Bishop-Count Victor de Kubinyi (1873-1966) was, as Mar Paul, a bishop of the Apostolic Episcopal Church from 1932 onwards, having served in other churches previously with a special ministry to Hungarian immigrants to the United States. He was a member of the Order of the Crown of Thorns and received the distinction of Doctor Christianissimus.
He was a Hungarian nobleman and the godson of the Emperor Franz Josef of Austria. On 18 March 1897 he was ordained priest in the Roman Catholic Church by Bishop Osaszka. In 1905, he moved to the United States. Having left the Roman Catholic Church in 1911, he founded the Hungarian National Church, South Bend, Indiana, in the following year, and was consecrated for that body by Arnold Harris Mathew of the Old Catholic Church of Great Britain on 13 June 1913. On 7 December 1913 he and his church were admitted to the Protestant Episcopal Church by Bishop John Hazen White of Northern Indiana. He became associated with Prince-Abbot Joseph III and, having resigned his ministry in the PEC, was consecrated by him on 9 October 1918, serving as bishop in the American Catholic Church, of which he was appointed an Ordinary on 16 October 1924. In November 1924 he was additionally admitted to the Cathedral Chapter of the African Orthodox Church.
In 1925 he left the American Catholic Church for the North American Old Roman Catholic Church under Carmel Henry Carfora, and because Carfora did not accept Holy Orders from the Vilatte lineage, was consecrated conditionally by him on 13 May 1925. He built up a community known as The Traditional Christian Catholic Church (L’Eglise Chrétienne Catholique Traditionelle). In 1932 he and his community joined the Apostolic Episcopal Church, and he was conditionally consecrated on 27 November 1932 by Mar Antoine Lefberne (1862-1953), bishop and exarch of the Chaldean Catholic Church. In 1935, he returned to Hungary where the remainder of his ministry took place.

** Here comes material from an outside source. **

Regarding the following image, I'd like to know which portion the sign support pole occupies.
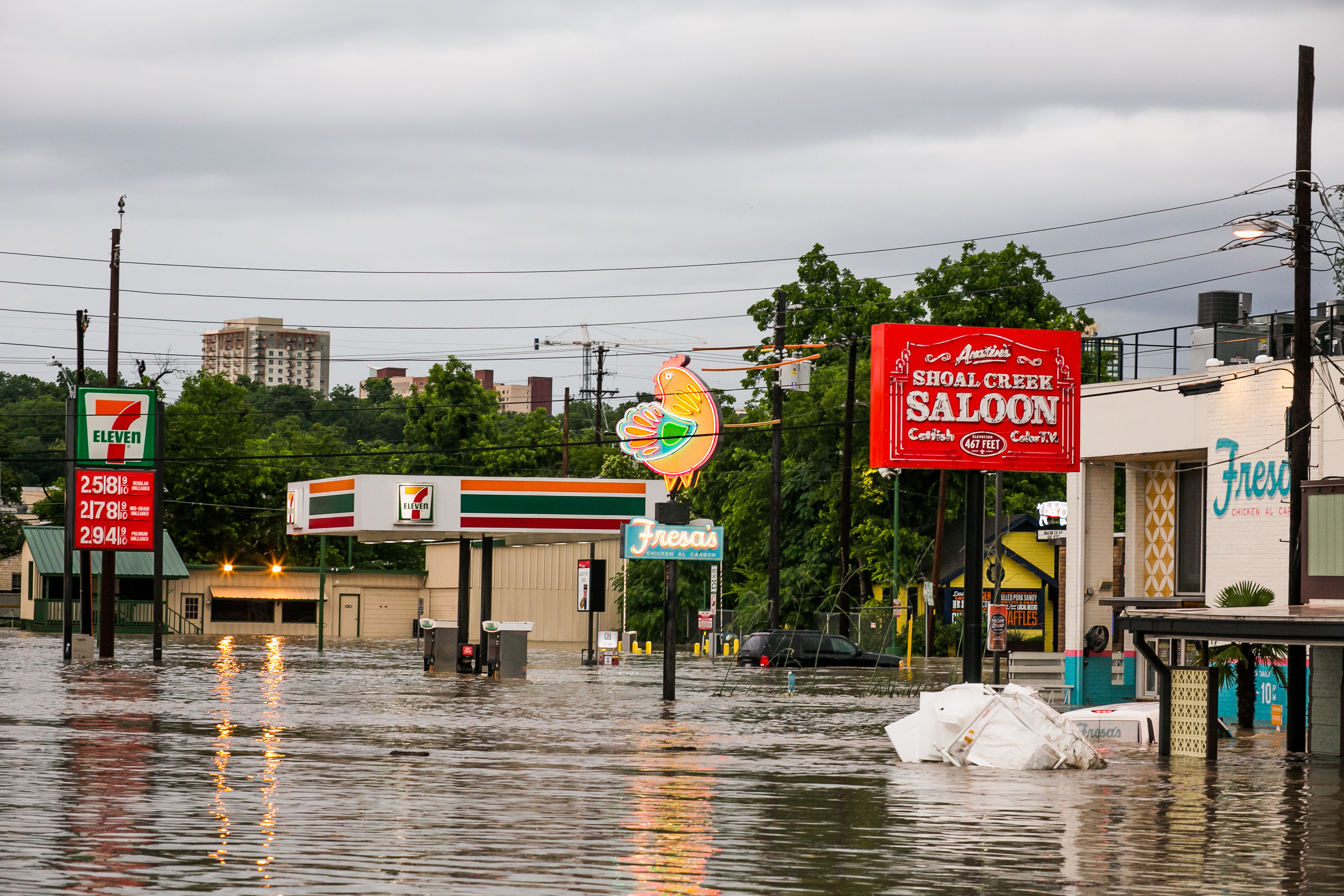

His books include The King of Rome, New York 1907; Napoleon I, New York 1911; True Religion, South Bend 1913; Behind the Curtain, South Bend 1913; Through Fog – To Light, South Bend 1914; Hungarian Service Book, South Bend 1915; Franz Josef I, South Bend 1917; Mr Man, New York 1920; As We Are, New York 1929. He was also known as a painter and lecturer on modern art and is depicted in that role in the photograph to the right.